In this state, you are also highly suggestible. That is, when the hypnotist tells you do something, you'll probably embrace the idea completely. This is what makes stage hypnotist shows so entertaining. Normally reserved, sensible adults are suddenly walking around the stage clucking like chickens or singing at the top of their lungs. Fear of embarrassment seems to fly out the window. The subject's sense of safety and morality remain entrenched throughout the experience, however. A hypnotist can't get you to do anything you don't want to do.
Depending on the purpose of the hypnotherapy (i.e., smoking cessation, weight loss, improvement in public speaking, or addressing some deep emotional turmoil), follow-up may be advisable. When trying to eradicate unwanted habits, it is good practice to revisit the therapist, based upon a date prearranged between the therapist and the patient, to report progress and, if necessary, to obtain secondary hypnotherapy to reinforce progress made.
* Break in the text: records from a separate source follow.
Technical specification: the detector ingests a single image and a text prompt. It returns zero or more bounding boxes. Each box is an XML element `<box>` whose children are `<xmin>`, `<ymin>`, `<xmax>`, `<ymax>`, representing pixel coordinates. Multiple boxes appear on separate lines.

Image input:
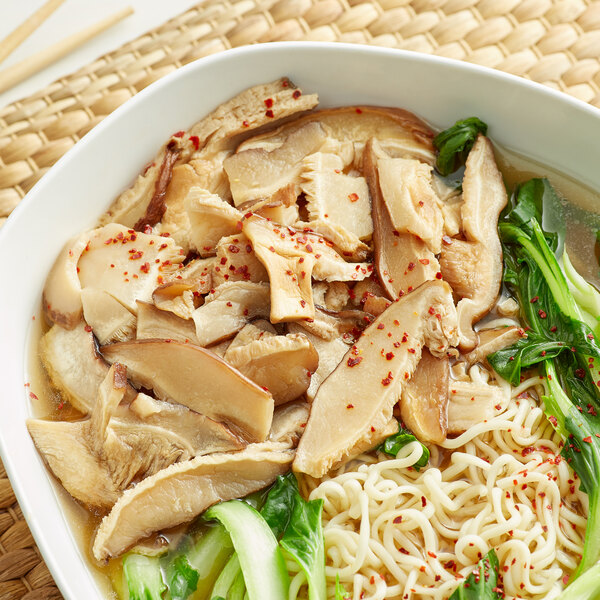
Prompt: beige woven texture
<box><xmin>0</xmin><ymin>0</ymin><xmax>600</xmax><ymax>600</ymax></box>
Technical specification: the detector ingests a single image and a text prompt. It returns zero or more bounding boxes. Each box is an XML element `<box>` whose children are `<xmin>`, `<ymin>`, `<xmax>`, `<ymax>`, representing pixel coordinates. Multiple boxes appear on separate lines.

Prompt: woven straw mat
<box><xmin>0</xmin><ymin>0</ymin><xmax>600</xmax><ymax>600</ymax></box>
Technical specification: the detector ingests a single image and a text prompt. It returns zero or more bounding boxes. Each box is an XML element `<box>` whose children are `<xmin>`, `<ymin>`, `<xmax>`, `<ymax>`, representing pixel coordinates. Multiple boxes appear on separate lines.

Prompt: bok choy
<box><xmin>488</xmin><ymin>179</ymin><xmax>600</xmax><ymax>577</ymax></box>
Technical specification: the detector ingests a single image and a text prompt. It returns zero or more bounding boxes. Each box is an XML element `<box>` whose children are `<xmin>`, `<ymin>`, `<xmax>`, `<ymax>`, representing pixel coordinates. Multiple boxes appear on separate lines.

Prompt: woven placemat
<box><xmin>0</xmin><ymin>0</ymin><xmax>600</xmax><ymax>600</ymax></box>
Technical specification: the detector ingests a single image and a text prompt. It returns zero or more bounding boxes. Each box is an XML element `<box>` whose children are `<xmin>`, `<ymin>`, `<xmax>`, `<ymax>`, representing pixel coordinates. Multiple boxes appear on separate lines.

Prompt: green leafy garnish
<box><xmin>377</xmin><ymin>425</ymin><xmax>429</xmax><ymax>471</ymax></box>
<box><xmin>123</xmin><ymin>553</ymin><xmax>167</xmax><ymax>600</ymax></box>
<box><xmin>488</xmin><ymin>180</ymin><xmax>600</xmax><ymax>577</ymax></box>
<box><xmin>204</xmin><ymin>500</ymin><xmax>289</xmax><ymax>600</ymax></box>
<box><xmin>261</xmin><ymin>473</ymin><xmax>327</xmax><ymax>600</ymax></box>
<box><xmin>556</xmin><ymin>563</ymin><xmax>600</xmax><ymax>600</ymax></box>
<box><xmin>433</xmin><ymin>117</ymin><xmax>487</xmax><ymax>176</ymax></box>
<box><xmin>335</xmin><ymin>574</ymin><xmax>350</xmax><ymax>600</ymax></box>
<box><xmin>450</xmin><ymin>549</ymin><xmax>503</xmax><ymax>600</ymax></box>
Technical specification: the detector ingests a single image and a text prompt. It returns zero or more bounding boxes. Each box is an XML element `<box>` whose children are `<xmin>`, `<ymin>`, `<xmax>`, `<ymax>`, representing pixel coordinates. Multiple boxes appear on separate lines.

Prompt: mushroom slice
<box><xmin>242</xmin><ymin>214</ymin><xmax>373</xmax><ymax>323</ymax></box>
<box><xmin>448</xmin><ymin>381</ymin><xmax>504</xmax><ymax>435</ymax></box>
<box><xmin>42</xmin><ymin>233</ymin><xmax>88</xmax><ymax>329</ymax></box>
<box><xmin>187</xmin><ymin>78</ymin><xmax>318</xmax><ymax>159</ymax></box>
<box><xmin>213</xmin><ymin>233</ymin><xmax>269</xmax><ymax>287</ymax></box>
<box><xmin>363</xmin><ymin>139</ymin><xmax>440</xmax><ymax>299</ymax></box>
<box><xmin>78</xmin><ymin>223</ymin><xmax>184</xmax><ymax>314</ymax></box>
<box><xmin>185</xmin><ymin>188</ymin><xmax>242</xmax><ymax>256</ymax></box>
<box><xmin>223</xmin><ymin>319</ymin><xmax>277</xmax><ymax>354</ymax></box>
<box><xmin>129</xmin><ymin>394</ymin><xmax>246</xmax><ymax>456</ymax></box>
<box><xmin>238</xmin><ymin>106</ymin><xmax>435</xmax><ymax>164</ymax></box>
<box><xmin>300</xmin><ymin>152</ymin><xmax>373</xmax><ymax>240</ymax></box>
<box><xmin>152</xmin><ymin>258</ymin><xmax>214</xmax><ymax>319</ymax></box>
<box><xmin>288</xmin><ymin>323</ymin><xmax>348</xmax><ymax>402</ymax></box>
<box><xmin>93</xmin><ymin>442</ymin><xmax>294</xmax><ymax>561</ymax></box>
<box><xmin>27</xmin><ymin>419</ymin><xmax>120</xmax><ymax>509</ymax></box>
<box><xmin>223</xmin><ymin>123</ymin><xmax>327</xmax><ymax>206</ymax></box>
<box><xmin>294</xmin><ymin>215</ymin><xmax>370</xmax><ymax>262</ymax></box>
<box><xmin>101</xmin><ymin>340</ymin><xmax>273</xmax><ymax>441</ymax></box>
<box><xmin>81</xmin><ymin>287</ymin><xmax>136</xmax><ymax>344</ymax></box>
<box><xmin>225</xmin><ymin>334</ymin><xmax>319</xmax><ymax>406</ymax></box>
<box><xmin>465</xmin><ymin>326</ymin><xmax>527</xmax><ymax>365</ymax></box>
<box><xmin>269</xmin><ymin>400</ymin><xmax>310</xmax><ymax>448</ymax></box>
<box><xmin>192</xmin><ymin>281</ymin><xmax>271</xmax><ymax>346</ymax></box>
<box><xmin>151</xmin><ymin>280</ymin><xmax>198</xmax><ymax>319</ymax></box>
<box><xmin>294</xmin><ymin>280</ymin><xmax>457</xmax><ymax>477</ymax></box>
<box><xmin>136</xmin><ymin>301</ymin><xmax>198</xmax><ymax>344</ymax></box>
<box><xmin>400</xmin><ymin>349</ymin><xmax>450</xmax><ymax>444</ymax></box>
<box><xmin>100</xmin><ymin>138</ymin><xmax>181</xmax><ymax>229</ymax></box>
<box><xmin>377</xmin><ymin>158</ymin><xmax>444</xmax><ymax>254</ymax></box>
<box><xmin>152</xmin><ymin>164</ymin><xmax>207</xmax><ymax>254</ymax></box>
<box><xmin>40</xmin><ymin>322</ymin><xmax>119</xmax><ymax>414</ymax></box>
<box><xmin>440</xmin><ymin>135</ymin><xmax>508</xmax><ymax>351</ymax></box>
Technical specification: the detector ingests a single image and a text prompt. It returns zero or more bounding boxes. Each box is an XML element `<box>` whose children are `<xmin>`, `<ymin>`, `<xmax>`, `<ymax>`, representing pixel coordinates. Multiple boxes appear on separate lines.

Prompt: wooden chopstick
<box><xmin>0</xmin><ymin>0</ymin><xmax>65</xmax><ymax>62</ymax></box>
<box><xmin>0</xmin><ymin>6</ymin><xmax>133</xmax><ymax>93</ymax></box>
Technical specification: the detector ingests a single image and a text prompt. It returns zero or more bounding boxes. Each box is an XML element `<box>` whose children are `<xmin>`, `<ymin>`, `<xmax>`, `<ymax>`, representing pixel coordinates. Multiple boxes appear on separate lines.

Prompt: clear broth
<box><xmin>28</xmin><ymin>147</ymin><xmax>600</xmax><ymax>600</ymax></box>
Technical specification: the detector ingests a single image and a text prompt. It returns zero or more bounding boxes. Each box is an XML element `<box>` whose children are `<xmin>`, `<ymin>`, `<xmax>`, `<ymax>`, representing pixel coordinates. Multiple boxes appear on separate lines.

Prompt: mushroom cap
<box><xmin>294</xmin><ymin>280</ymin><xmax>457</xmax><ymax>477</ymax></box>
<box><xmin>363</xmin><ymin>139</ymin><xmax>440</xmax><ymax>300</ymax></box>
<box><xmin>192</xmin><ymin>281</ymin><xmax>271</xmax><ymax>346</ymax></box>
<box><xmin>100</xmin><ymin>340</ymin><xmax>273</xmax><ymax>441</ymax></box>
<box><xmin>238</xmin><ymin>105</ymin><xmax>435</xmax><ymax>164</ymax></box>
<box><xmin>225</xmin><ymin>334</ymin><xmax>319</xmax><ymax>406</ymax></box>
<box><xmin>440</xmin><ymin>134</ymin><xmax>508</xmax><ymax>351</ymax></box>
<box><xmin>223</xmin><ymin>122</ymin><xmax>326</xmax><ymax>206</ymax></box>
<box><xmin>92</xmin><ymin>442</ymin><xmax>294</xmax><ymax>561</ymax></box>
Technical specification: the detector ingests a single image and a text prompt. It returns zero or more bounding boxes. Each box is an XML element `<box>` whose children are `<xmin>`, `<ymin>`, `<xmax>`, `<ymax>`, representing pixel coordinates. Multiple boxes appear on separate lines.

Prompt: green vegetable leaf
<box><xmin>433</xmin><ymin>117</ymin><xmax>487</xmax><ymax>176</ymax></box>
<box><xmin>260</xmin><ymin>472</ymin><xmax>302</xmax><ymax>539</ymax></box>
<box><xmin>488</xmin><ymin>180</ymin><xmax>600</xmax><ymax>577</ymax></box>
<box><xmin>335</xmin><ymin>574</ymin><xmax>351</xmax><ymax>600</ymax></box>
<box><xmin>123</xmin><ymin>553</ymin><xmax>167</xmax><ymax>600</ymax></box>
<box><xmin>204</xmin><ymin>500</ymin><xmax>289</xmax><ymax>600</ymax></box>
<box><xmin>556</xmin><ymin>563</ymin><xmax>600</xmax><ymax>600</ymax></box>
<box><xmin>450</xmin><ymin>549</ymin><xmax>503</xmax><ymax>600</ymax></box>
<box><xmin>504</xmin><ymin>178</ymin><xmax>566</xmax><ymax>257</ymax></box>
<box><xmin>165</xmin><ymin>554</ymin><xmax>200</xmax><ymax>600</ymax></box>
<box><xmin>377</xmin><ymin>425</ymin><xmax>429</xmax><ymax>471</ymax></box>
<box><xmin>280</xmin><ymin>495</ymin><xmax>327</xmax><ymax>600</ymax></box>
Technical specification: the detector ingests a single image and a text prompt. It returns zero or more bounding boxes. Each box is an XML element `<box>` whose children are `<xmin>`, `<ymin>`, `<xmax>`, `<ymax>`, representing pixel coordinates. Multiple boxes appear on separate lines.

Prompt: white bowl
<box><xmin>0</xmin><ymin>43</ymin><xmax>600</xmax><ymax>600</ymax></box>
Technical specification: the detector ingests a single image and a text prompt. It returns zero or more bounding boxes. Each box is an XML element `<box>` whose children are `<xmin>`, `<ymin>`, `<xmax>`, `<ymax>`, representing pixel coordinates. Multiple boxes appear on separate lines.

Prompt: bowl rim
<box><xmin>0</xmin><ymin>42</ymin><xmax>600</xmax><ymax>598</ymax></box>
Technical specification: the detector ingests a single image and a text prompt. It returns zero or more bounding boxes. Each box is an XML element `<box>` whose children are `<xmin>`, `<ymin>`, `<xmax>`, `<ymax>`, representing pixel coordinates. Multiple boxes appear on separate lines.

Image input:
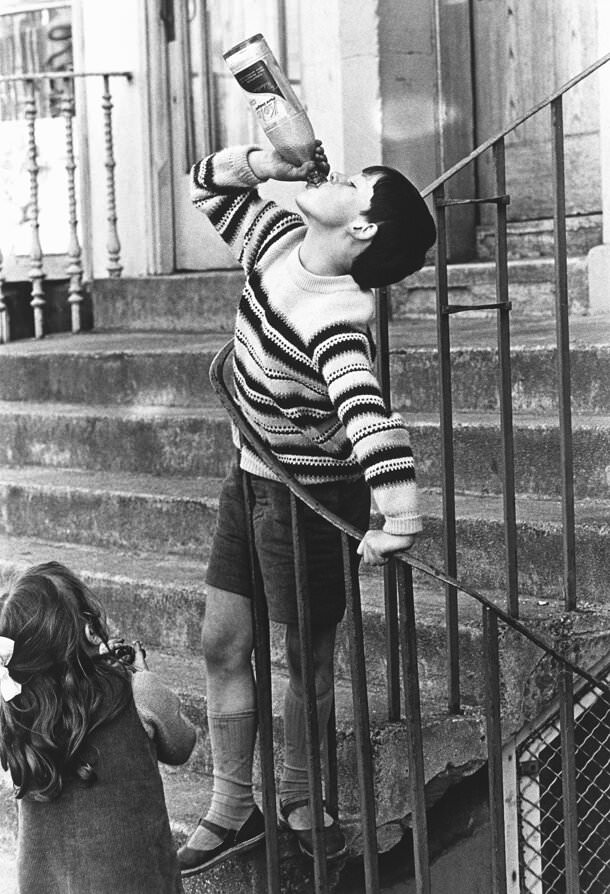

Hypnotherapy is being studied in children who have common, chronic problems and to aid in relieving pain. Children are particularly good candidates for hypnotherapy because their lack of worldly experience enables them to move easily between the rational world and their imagination. Studies with children have shown responses to hypnotherapy ranging from diminished pain and anxiety during a number of medical procedures, a 50% range in reduction of symptoms or a complete resolution of a medical condition, and a reduction in use of anti-nausea medication and vomiting during chemotherapy for childhood cancers.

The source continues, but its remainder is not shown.